Calling education one of his highest priorities, Gov. David Ige has included an extra $250 million for operations and capital projects at Hawaii public schools and the University of Hawaii in his proposed budget for the upcoming fiscal year.
The support doesn’t include much in the way of new initiatives. Most of the funding is slated to help plug shortfalls and make needed repairs to aging facilities.
Ige’s education budget includes an increase in per-pupil funding at public schools, support for rising utility and school bus costs, air conditioning and preschool subsidies. It also includes funding for the financially struggling UH Cancer Center and the university’s growing repair and maintenance backlog.
The governor Monday released his supplemental budget, which he said aims to make “targeted changes” to the two-year budget legislators approved in May. Overall, Ige included roughly two-thirds of the additional funding that the Department of Education and UH system had requested.
At a news conference Monday, Ige said education “remains one of my highest priorities, and on which I know a lot more needs to be done.”
The DOE — which received $1.53 billion in general funds for operations this year — had sought about $70 million in budget add-ons for next year.
Hawaii is the 10th-largest school district in the nation, with more than 180,400 students enrolled at 256 schools.
Ige’s budget adds
$45.7 million for operations, including the DOE’s full request for $26.5 million in per-pupil funds that are allocated through what’s known as the weighted student formula. The increase represents a 2 percent boost to the weighted student formula pot.
The formula assigns “weights” to students based on their needs so that schools with higher enrollments of economically disadvantaged, special-
education or other special-needs students will get more of the money along with schools with higher populations of English-language learners and transient students. Principals have discretion over the funds, which are mainly used for payroll.
Directing more funding to the school level to “empower” school leaders has been one of the governor’s stated goals.
Ige’s budget does not include $12.8 million the Board of Education requested for digital devices and teacher training to expand the department’s so-called 1-to-1 laptops program, and also doesn’t include about $1.8 million for sabbaticals, bonuses and license renewal fees for tenured teachers, all agreed to in the teachers union contract.
The governor did include $9 million to cover a shortfall for increasing utility costs at schools (the department asked for $10.8 million) and $6.9 million to cover another shortfall in student bus transportation costs.
“It really is about making priorities,” Ige said of the requests, noting that the DOE consumes the largest portion of the budget among 20 state departments.
When asked by a reporter whether the budgeted amounts are adequate to provide a quality education to public school students, Ige replied, “Absolutely.”

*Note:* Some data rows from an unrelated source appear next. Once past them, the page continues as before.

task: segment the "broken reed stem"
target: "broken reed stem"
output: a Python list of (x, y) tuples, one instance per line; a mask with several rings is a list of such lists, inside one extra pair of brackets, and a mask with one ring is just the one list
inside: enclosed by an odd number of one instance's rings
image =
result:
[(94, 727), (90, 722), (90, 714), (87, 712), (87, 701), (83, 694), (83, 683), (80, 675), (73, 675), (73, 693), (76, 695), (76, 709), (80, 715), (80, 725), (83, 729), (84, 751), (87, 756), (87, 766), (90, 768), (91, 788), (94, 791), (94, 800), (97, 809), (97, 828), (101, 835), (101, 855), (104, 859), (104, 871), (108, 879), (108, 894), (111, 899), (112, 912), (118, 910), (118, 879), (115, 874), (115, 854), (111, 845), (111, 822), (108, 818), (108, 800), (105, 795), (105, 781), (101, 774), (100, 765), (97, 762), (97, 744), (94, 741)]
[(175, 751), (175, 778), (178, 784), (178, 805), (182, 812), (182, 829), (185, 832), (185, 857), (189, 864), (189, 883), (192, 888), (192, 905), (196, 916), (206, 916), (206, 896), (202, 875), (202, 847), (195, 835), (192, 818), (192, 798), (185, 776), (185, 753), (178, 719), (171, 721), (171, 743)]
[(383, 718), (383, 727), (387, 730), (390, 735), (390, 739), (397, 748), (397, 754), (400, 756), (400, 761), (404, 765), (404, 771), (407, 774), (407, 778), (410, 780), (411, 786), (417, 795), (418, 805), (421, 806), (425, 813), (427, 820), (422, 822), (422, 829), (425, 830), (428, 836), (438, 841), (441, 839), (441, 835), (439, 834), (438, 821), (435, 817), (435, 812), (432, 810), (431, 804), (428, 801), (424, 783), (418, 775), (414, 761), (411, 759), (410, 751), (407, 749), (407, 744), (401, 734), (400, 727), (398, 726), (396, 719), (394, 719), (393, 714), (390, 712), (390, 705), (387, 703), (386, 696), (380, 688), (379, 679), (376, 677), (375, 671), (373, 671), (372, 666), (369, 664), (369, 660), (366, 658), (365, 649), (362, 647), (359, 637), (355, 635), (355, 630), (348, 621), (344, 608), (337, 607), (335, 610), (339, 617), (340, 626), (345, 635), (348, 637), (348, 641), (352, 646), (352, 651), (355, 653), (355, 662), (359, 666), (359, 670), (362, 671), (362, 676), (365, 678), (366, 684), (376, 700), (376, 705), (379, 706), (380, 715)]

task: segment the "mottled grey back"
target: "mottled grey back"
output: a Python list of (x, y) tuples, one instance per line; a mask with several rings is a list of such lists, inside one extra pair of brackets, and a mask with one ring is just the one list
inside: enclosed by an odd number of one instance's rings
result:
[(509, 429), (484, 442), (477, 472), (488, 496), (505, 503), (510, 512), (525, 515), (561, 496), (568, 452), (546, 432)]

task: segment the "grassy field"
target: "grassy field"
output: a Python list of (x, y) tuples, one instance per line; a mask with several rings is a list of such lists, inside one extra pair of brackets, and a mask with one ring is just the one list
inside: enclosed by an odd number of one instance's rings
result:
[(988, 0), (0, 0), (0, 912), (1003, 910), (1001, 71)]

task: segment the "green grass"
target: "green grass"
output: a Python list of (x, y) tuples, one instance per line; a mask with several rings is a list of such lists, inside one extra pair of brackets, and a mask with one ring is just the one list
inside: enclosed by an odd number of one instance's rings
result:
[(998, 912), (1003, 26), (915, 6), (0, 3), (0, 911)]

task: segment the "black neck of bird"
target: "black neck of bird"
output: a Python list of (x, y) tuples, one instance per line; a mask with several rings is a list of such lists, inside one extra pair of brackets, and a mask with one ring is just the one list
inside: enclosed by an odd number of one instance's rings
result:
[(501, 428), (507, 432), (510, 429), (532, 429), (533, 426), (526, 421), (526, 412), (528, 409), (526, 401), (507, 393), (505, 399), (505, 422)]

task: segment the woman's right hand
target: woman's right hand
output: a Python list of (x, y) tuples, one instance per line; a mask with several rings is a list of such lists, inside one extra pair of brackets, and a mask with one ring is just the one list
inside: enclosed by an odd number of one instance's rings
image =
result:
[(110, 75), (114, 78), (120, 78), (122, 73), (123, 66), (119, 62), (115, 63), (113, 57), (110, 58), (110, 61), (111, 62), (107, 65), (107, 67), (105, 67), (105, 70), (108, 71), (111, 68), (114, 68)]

In his capital improvements program, or CIP, budget, the governor reduced to $50 million the $455.5 million in lump-sum funding the DOE had requested in state-backed bonds. But Ige added in $30 million in bonds specifically for heat abatement.
“The DOE was unable to provide air conditioning for our public schools when temperatures reached record highs, making students miserable and unable to perform to their potential,” Ige wrote in his accompanying memo to the Legislature.
The University of Hawaii, meanwhile, had requested $16.2 million in budget add-ons for next year. Ige’s budget includes an additional $9.8 million for UH, which received $427.5 million in general funds for operations this year. (With all means of financing counted, including tuition revenue, UH is a
$1.1 billion operation.)
Ige’s budget includes $4 million of the $5 million that the university sought for the UH Cancer Center. UH earlier this year hired a mainland consultant to assess the situation and develop a business plan for the center, which has been overspending revenues by $7.5 million to $9.5 million a year and burning through its reserves.
“I do believe that the Cancer Center is a resource that benefits the entire state,” Ige said. “The focus really is about being able to expand participation in clinical trials that really delivers to our communities the most advanced cancer care available.”
The governor also is including $3.5 million for an initiative to boost research and innovation, but rejected a $3 million request to support UH-Manoa’s athletics program, which has operated in the red much of the past decade.
In his CIP budget Ige slashed the university’s request for $185 million in state-backed bonds to
$12.5 million. UH had requested more than $131 million in lump-sum bond financing for 71 projects across its 10 campuses, none of which are included in the governor’s proposal.
Ige did, however, add in $60 million specifically for deferred maintenance. Backlogged repair needs across the 10-campus system hit $503 million this year, and UH officials have blamed the state for not providing sufficient support in past years.
The Legislature, which convenes Jan. 20, typically uses the governor’s proposal as a starting point for crafting the state budget. Officials from the DOE and university are scheduled to make budget presentations before the state House and Senate money committees in coming weeks to lobby for their full funding requests.